Coupling of laser diode with cylindrical microlens fabricated on the tip of single-mode photonic crystal fiber: prediction of coupling optics by ABCD matrix

Abstract

Abstract We report the theoretical prediction of the coupling optics involving a laser diode and photonic crystal fiber which contains on its tip cylindrical microlens. The analysis is based on relevant ABCD matrix formalism. Though photonic crystal fiber has very large single-mode region, we carry on the investigation for two commonly used wavelengths such as 1.3 µm and 1.5 µm. For the particular kind of photonic crystal having specific value of air filling ratio and hole pitch, we have optimized the distance of laser diode from the microlens in order to get maximum value of coupling efficiency for each value of radius of cylindrical microlens. Incidentally, we have got here maximum coupling efficiency to the extent of 86.99 % at the wavelength 1.3 µm when the radius of the cylindrical microlens is 8.5 µm and effective spot size of the fiber is 4.433909 µm.

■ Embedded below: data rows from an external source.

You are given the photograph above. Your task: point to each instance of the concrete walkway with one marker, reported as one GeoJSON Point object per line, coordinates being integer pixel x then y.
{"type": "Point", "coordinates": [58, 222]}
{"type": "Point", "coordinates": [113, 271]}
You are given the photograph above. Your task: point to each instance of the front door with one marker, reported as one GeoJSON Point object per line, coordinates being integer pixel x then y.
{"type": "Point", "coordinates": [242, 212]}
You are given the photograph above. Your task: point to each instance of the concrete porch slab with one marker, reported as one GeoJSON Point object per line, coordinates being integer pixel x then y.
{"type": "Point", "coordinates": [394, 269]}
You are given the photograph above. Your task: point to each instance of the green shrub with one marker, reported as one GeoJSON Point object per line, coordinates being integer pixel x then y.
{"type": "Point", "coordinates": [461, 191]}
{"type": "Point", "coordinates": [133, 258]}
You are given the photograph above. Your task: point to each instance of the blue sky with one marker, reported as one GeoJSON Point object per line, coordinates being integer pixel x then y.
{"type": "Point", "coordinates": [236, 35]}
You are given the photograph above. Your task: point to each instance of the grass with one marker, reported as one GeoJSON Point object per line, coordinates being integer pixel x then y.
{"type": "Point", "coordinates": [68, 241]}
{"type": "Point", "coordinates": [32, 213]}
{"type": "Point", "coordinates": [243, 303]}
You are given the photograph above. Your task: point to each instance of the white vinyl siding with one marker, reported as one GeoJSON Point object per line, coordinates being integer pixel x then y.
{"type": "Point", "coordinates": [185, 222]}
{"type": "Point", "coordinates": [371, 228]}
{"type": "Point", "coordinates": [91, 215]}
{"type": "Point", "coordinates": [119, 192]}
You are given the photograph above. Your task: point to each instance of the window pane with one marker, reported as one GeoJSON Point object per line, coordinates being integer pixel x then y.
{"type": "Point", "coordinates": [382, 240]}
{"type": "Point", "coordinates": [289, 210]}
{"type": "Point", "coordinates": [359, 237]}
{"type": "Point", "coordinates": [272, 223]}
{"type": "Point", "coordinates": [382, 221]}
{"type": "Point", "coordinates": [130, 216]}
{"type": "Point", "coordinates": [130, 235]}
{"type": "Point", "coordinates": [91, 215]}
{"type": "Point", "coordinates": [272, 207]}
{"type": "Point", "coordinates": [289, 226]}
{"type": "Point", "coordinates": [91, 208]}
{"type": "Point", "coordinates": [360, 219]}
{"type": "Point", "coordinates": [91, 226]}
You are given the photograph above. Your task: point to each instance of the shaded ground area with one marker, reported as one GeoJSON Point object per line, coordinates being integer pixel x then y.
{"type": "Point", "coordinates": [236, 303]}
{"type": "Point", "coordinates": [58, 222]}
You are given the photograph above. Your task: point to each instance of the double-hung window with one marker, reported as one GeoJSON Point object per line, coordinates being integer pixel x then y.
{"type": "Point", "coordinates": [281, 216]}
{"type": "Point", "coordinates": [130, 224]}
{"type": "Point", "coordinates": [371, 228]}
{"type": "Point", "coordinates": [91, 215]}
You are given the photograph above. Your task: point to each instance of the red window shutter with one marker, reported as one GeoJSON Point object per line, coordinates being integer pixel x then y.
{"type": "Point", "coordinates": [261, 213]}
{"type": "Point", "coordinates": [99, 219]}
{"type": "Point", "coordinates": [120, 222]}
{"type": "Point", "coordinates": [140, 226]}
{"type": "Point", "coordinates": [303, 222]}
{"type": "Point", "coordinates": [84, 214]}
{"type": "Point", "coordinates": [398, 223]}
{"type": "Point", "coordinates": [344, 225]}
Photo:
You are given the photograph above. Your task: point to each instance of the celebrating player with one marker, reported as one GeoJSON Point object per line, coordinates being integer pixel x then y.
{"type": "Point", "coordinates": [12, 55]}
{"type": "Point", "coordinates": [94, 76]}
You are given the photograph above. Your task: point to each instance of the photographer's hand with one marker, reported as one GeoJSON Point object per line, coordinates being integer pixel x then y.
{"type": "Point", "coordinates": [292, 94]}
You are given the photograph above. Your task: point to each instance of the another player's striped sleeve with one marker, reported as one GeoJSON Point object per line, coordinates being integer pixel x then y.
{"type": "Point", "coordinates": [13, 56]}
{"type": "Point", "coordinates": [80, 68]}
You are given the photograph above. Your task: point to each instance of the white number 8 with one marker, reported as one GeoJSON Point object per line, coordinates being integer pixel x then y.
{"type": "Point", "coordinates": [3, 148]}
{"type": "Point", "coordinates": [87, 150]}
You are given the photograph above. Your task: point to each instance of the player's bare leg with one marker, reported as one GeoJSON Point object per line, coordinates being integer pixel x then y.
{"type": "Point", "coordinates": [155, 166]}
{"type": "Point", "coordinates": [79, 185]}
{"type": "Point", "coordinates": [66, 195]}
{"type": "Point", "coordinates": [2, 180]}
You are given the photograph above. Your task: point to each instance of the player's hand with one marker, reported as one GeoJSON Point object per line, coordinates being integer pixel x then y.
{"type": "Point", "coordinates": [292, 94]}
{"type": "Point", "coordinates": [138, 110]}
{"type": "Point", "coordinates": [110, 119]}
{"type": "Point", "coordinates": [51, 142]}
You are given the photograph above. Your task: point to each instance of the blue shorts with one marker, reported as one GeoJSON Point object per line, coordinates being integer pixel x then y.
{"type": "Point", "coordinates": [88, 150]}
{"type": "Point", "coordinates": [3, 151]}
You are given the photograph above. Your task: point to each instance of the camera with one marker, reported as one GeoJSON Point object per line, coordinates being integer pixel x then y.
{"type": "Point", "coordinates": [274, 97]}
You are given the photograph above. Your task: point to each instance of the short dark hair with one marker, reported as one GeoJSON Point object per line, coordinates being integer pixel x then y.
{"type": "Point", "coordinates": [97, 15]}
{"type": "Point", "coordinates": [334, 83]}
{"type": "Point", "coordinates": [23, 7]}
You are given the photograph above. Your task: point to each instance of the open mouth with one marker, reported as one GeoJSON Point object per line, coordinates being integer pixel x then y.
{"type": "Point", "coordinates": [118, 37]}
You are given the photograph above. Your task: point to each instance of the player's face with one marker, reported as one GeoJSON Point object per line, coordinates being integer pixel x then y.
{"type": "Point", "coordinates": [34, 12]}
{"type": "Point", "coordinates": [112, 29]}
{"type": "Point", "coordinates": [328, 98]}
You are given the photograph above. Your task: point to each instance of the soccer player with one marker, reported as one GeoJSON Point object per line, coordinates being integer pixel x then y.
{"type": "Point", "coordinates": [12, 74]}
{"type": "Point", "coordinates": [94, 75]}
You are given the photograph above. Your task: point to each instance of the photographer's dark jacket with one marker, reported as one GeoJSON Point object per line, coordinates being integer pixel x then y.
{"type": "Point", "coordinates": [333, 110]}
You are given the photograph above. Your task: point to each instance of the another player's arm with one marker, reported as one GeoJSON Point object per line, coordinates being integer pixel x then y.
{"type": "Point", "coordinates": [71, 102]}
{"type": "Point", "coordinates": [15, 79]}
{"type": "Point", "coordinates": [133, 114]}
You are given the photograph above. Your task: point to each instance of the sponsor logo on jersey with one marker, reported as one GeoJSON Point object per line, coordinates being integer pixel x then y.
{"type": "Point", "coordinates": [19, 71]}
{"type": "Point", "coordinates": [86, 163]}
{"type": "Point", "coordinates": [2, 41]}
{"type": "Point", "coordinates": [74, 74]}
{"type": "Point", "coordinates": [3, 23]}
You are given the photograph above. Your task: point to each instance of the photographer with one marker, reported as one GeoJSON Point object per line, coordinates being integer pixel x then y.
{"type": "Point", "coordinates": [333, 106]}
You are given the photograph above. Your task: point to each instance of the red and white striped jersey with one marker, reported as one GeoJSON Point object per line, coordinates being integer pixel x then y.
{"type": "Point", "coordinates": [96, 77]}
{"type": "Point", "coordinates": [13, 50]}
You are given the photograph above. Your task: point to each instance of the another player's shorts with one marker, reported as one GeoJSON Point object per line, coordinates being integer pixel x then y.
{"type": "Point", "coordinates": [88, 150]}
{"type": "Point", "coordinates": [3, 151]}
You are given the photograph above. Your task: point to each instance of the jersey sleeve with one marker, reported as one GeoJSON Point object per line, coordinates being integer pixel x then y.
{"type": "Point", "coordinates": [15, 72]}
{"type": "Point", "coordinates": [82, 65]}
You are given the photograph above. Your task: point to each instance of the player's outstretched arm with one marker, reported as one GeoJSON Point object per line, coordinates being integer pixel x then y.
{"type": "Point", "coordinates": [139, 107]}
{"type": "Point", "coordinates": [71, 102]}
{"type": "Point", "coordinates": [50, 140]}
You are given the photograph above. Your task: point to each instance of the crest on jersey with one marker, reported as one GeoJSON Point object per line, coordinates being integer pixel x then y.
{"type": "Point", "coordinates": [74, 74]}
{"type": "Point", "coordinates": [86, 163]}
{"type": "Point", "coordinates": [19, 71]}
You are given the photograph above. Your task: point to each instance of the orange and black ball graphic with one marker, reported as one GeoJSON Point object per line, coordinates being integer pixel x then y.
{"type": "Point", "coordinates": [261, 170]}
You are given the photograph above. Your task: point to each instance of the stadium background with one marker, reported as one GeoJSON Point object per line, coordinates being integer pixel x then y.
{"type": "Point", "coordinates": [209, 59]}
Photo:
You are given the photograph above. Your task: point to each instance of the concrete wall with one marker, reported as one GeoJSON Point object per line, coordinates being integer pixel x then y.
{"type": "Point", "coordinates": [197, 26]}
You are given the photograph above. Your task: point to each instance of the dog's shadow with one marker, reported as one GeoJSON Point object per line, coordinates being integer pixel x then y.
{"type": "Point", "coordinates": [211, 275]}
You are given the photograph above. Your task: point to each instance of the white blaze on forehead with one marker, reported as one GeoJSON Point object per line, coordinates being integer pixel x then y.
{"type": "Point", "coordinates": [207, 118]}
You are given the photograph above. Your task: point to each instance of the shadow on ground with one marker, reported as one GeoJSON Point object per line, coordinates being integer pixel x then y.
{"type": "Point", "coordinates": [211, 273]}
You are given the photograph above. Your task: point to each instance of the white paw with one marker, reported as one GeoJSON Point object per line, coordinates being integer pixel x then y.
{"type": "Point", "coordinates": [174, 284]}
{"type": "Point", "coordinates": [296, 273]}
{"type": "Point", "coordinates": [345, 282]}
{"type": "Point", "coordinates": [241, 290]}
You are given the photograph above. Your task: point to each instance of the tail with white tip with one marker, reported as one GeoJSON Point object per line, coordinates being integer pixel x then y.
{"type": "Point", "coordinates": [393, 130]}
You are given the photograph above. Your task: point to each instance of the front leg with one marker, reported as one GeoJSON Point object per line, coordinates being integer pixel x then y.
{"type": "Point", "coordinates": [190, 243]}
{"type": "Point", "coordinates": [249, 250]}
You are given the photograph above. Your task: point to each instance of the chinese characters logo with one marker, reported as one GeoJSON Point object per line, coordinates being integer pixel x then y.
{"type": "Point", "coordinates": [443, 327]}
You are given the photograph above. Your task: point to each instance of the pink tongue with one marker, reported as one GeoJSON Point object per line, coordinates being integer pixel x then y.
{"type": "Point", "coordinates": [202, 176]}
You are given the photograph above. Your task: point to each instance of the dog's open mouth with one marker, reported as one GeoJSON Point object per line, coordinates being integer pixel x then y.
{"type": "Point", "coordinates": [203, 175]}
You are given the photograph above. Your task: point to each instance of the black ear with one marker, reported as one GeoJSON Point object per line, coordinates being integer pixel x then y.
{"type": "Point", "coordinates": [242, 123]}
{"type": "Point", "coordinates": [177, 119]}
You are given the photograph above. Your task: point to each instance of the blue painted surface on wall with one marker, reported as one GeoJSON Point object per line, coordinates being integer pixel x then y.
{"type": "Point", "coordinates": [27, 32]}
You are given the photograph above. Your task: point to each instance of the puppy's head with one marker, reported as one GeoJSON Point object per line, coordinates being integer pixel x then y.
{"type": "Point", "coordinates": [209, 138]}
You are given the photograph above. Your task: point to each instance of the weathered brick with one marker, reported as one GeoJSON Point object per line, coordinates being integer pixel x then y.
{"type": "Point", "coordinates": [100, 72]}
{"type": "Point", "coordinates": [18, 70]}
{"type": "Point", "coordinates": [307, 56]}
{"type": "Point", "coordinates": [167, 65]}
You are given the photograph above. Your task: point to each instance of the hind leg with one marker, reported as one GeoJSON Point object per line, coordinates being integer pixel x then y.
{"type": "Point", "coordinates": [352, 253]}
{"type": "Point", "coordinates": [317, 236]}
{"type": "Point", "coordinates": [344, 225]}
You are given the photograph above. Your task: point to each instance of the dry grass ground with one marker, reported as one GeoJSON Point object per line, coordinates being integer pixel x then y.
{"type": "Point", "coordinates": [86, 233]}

Further, the maximum efficiency becomes 91.78 % at 1.3 µm when the radius of the cylindrical microlens is 4.0 µm and effective spot size of the fiber is 1.859907 µm. It has been shown that wavelength 1.5 µm is not so coupling efficient like 1.3 µm. Moreover, it has been shown that with same set of relevant parameters, PCF is more coupling efficient compared to ordinary graded index fiber. Thus the present work generates scope for varying different photonic crystal fiber parameters and the wavelengths of source as well for enhancing the coupling efficiency. Accordingly, the present analysis will be extremely helpful for design of efficient coupler of this kind.